# Another mystery bicycle..



## bikesnbuses (Aug 26, 2017)

Morning everyone..I picked up this partial taller framed partial bike yesterday; block chain.wedge seat post.unfortunately the bars have rust holes..It came with a nice juvenile seat..Badge area doesnt show a silhouette of a badge  
Any thoughts..Ill gladly take better pictures if needed..


----------



## Goldenindian (Aug 26, 2017)

Bottom bracket? Any numbers?


----------



## rustyspoke66 (Aug 26, 2017)

Looks teens Westfield.


----------



## bikesnbuses (Aug 26, 2017)

BB pics..no numbers..


----------



## Andrew Gorman (Aug 26, 2017)

I've seen the clamped bottom bracket before- I'd move it more to ca.1900.


----------



## bikewhorder (Aug 26, 2017)

bikesnbuses said:


> BB pics..no numbers..
> View attachment 666152 View attachment 666153 View attachment 666154



Whoa, didn't see that coming.


----------



## oddball (Aug 26, 2017)

Just a guess,but same sprocket,black finish and Detachable Hanger, though think different drop outs.1902/03


----------



## Cowboy in NC (Aug 27, 2017)

Looks like You maybe found a Treasure... Congrats----Cowboy


----------



## bikesnbuses (Aug 27, 2017)

Heres a picture of the rear hub.Sorry,I only have the rear..


----------



## redline1968 (Aug 27, 2017)

Columbia or pope roadster.. frame is wider than a track this is a 1901 track...exact same as the Indian track but the badge.


----------



## Rambler (Sep 22, 2017)

Did anyone ever figure out who the actual manufacturer of this bicycle is. Westfield or other?
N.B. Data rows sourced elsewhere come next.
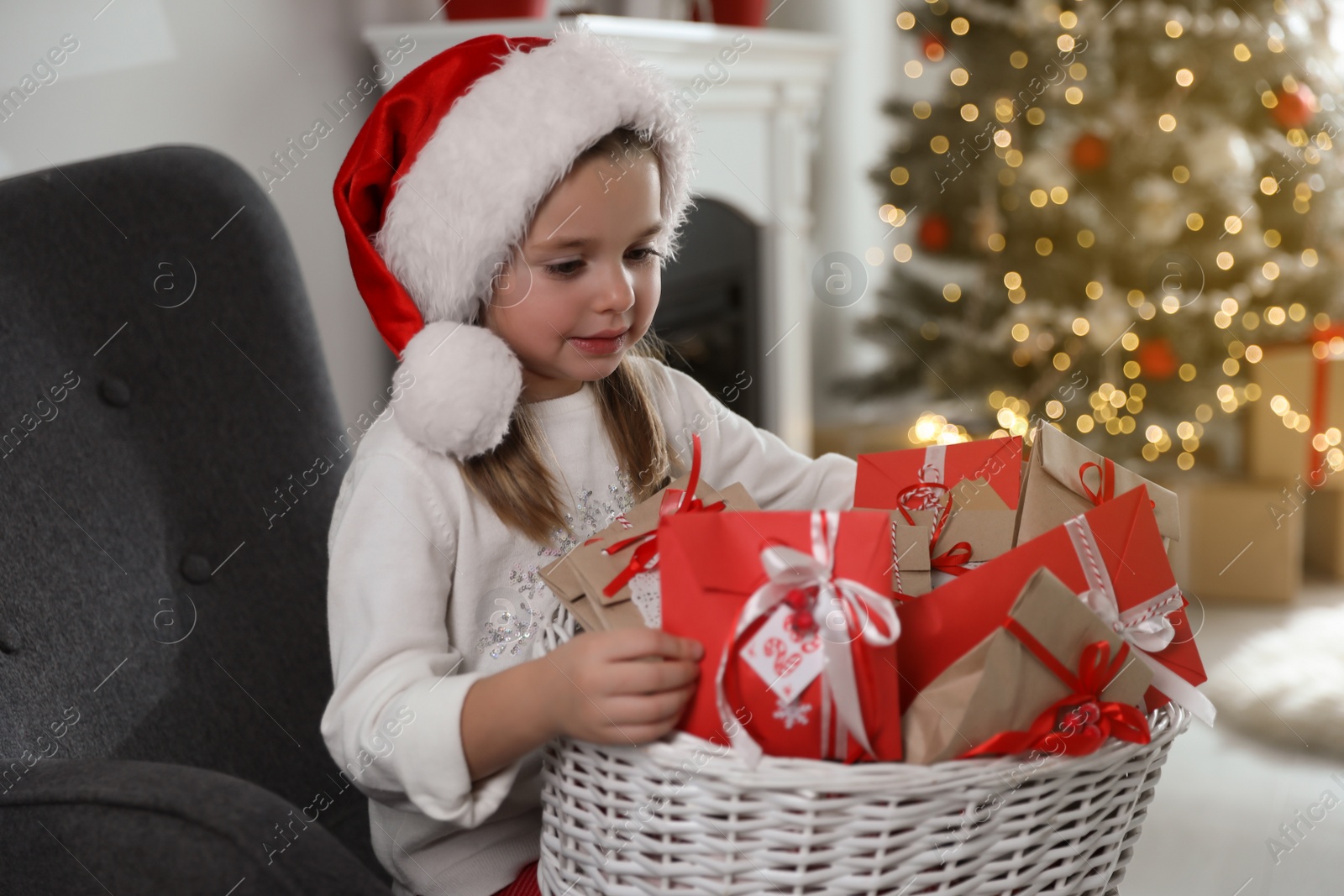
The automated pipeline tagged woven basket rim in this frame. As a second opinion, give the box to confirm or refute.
[554,704,1192,791]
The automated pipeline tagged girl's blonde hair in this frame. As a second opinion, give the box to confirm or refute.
[457,128,672,542]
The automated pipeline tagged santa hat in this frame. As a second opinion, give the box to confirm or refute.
[333,25,694,458]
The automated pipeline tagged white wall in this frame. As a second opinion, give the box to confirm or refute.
[768,0,907,426]
[0,0,903,435]
[0,0,449,422]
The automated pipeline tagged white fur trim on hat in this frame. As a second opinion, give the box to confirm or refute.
[374,25,694,332]
[396,321,522,458]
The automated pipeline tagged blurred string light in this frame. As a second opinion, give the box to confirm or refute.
[988,390,1026,438]
[879,0,1344,470]
[906,411,970,446]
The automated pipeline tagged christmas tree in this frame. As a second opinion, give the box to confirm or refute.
[842,0,1344,469]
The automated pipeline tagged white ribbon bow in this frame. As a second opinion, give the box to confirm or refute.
[1064,516,1218,726]
[715,511,900,768]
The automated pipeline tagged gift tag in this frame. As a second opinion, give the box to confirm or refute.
[741,603,825,701]
[630,569,663,629]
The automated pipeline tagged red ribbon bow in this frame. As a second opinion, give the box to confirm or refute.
[602,432,727,598]
[957,616,1152,759]
[892,481,972,588]
[1078,457,1116,506]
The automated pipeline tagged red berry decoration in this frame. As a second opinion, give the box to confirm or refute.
[1270,85,1315,130]
[1070,134,1110,170]
[789,610,817,636]
[919,215,952,253]
[921,32,945,62]
[1134,338,1180,380]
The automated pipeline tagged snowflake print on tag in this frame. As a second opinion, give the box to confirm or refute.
[741,603,825,700]
[630,569,663,629]
[774,697,811,730]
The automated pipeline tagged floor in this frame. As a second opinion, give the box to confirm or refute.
[1121,582,1344,896]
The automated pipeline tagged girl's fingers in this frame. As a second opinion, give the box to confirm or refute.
[600,686,695,726]
[612,659,701,694]
[596,629,704,661]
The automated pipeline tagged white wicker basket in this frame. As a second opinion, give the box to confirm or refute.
[538,611,1191,896]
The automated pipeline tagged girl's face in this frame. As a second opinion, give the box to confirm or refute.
[484,152,664,401]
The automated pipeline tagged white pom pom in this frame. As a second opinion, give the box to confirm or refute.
[396,321,522,459]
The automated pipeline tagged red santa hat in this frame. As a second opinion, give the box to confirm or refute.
[333,25,694,458]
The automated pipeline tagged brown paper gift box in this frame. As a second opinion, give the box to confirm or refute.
[1181,479,1300,603]
[855,478,1017,596]
[900,567,1153,766]
[1013,423,1180,545]
[1306,490,1344,579]
[1245,343,1344,489]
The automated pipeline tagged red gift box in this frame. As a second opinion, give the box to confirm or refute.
[659,511,900,764]
[853,435,1021,511]
[898,485,1214,724]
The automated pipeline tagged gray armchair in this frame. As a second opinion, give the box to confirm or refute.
[0,146,390,896]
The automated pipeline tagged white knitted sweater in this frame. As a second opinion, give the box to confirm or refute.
[321,360,856,896]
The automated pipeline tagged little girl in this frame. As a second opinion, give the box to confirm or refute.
[321,29,856,896]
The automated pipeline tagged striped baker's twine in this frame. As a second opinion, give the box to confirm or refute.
[1116,589,1185,627]
[891,521,900,594]
[1064,516,1184,632]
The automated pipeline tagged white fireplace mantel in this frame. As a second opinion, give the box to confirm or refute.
[365,15,838,454]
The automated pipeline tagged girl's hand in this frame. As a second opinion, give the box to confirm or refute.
[542,629,704,744]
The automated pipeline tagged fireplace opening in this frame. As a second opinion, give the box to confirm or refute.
[654,196,764,426]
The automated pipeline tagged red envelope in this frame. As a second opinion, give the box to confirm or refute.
[853,435,1021,511]
[659,511,900,763]
[898,486,1212,721]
I have a similar ladies version with same rear dropout chain adjusters, same seat post, same fork. very similar crank etc. I'm sure it wasn't built by Indian but actually manufactured by someone else.  Thanks.

View attachment 665916 View attachment 665917


----------



## shoe3 (Sep 22, 2017)

bikesnbuses said:


> Morning everyone..I picked up this partial taller framed partial bike yesterday; block chain.wedge seat post.unfortunately the bars have rust holes..It came with a nice juvenile seat..Badge area doesnt show a silhouette of a badge
> Any thoughts..Ill gladly take better pictures if needed..View attachment 665916 View attachment 665917



SWEET BIKE I LOVE IT, WOULD LIKE TO BUILD IT UP AND RIDE IT.


----------